ACO a opté pour le fournisseur Accenture pour développer et tester le code qui répondait à ces récits d’utilisateurs, tandis que l’équipe interne contrôlait l’orientation technique du projet. « L’un des premiers autres jalons a été un prototype d’abord mis au point avec un groupe de travail clinique d’administrateurs de soins infirmiers et de services des urgences », dit Steve Scott. « Dès le premier jour, nous avions un prototype à présenter à plusieurs hôpitaux pour obtenir leur rétroaction. »
Un des autres avantages d’eÉCTG est le nouvel influx en temps réel de données sur la santé publique. « Nous avons reconnu que la décision de triage ne se limite pas à une décision de triage. La lutte contre les infections est un autre aspect concret de la salle d’urgence », ajoute Steve Scott.

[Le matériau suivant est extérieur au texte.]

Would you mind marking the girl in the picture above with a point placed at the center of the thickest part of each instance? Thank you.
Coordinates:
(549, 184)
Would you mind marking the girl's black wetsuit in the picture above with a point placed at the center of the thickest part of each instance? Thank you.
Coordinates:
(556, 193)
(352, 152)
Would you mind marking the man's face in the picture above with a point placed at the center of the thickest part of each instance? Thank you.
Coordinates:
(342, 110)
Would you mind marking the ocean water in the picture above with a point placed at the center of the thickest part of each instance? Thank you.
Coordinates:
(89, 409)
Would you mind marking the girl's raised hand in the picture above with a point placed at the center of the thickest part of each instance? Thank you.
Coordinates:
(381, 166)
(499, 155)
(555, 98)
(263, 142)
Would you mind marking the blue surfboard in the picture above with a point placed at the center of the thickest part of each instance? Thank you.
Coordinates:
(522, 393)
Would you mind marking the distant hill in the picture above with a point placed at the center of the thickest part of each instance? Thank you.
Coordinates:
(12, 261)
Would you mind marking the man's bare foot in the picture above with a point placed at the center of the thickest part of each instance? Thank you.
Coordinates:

Dans le flux de travail conventionnel, les services des urgences envoient leurs données à un dépôt central, et il faut des semaines pour les incorporer et en produire des rapports. Le logiciel eÉCTG livre cette information instantanément à un système central, où les données sont agrégées et mises à disposition pour l’analyse. Cette fonctionnalité en option accélère le repérage des problèmes émergents par les établissements hospitaliers.
« Aujourd’hui, je vois combien de gens ont fait l’objet de mesures de lutte contre les infections et combien sont arrivés aux salles d’urgence depuis cinq, dix ou quinze minutes », affirme Steve Scott. « Je peux savoir pourquoi. Sont-ils allés à l’étranger? Était-ce dans un pays touché par un virus? C’est excellent pour la surveillance syndromique. »
Le système eÉCTG est actuellement fonctionnel dans 13 hôpitaux. Il a accru le taux d’évaluations de triage correctes à 92 % dans les audits de recherche après le lancement et dans les deux premiers établissements; en date de juin 2017, il avait servi à trier plus de 80 000 patients. D’ici un an, 90 % des patients des services des urgences bénéficieront de ce système.
L’ACTI a remis les prix Ingénieux aux lauréats à l’occasion d’un dîner de gala, le 9 novembre 2017. IT World Canada (ITWC) a agi à titre de média commanditaire.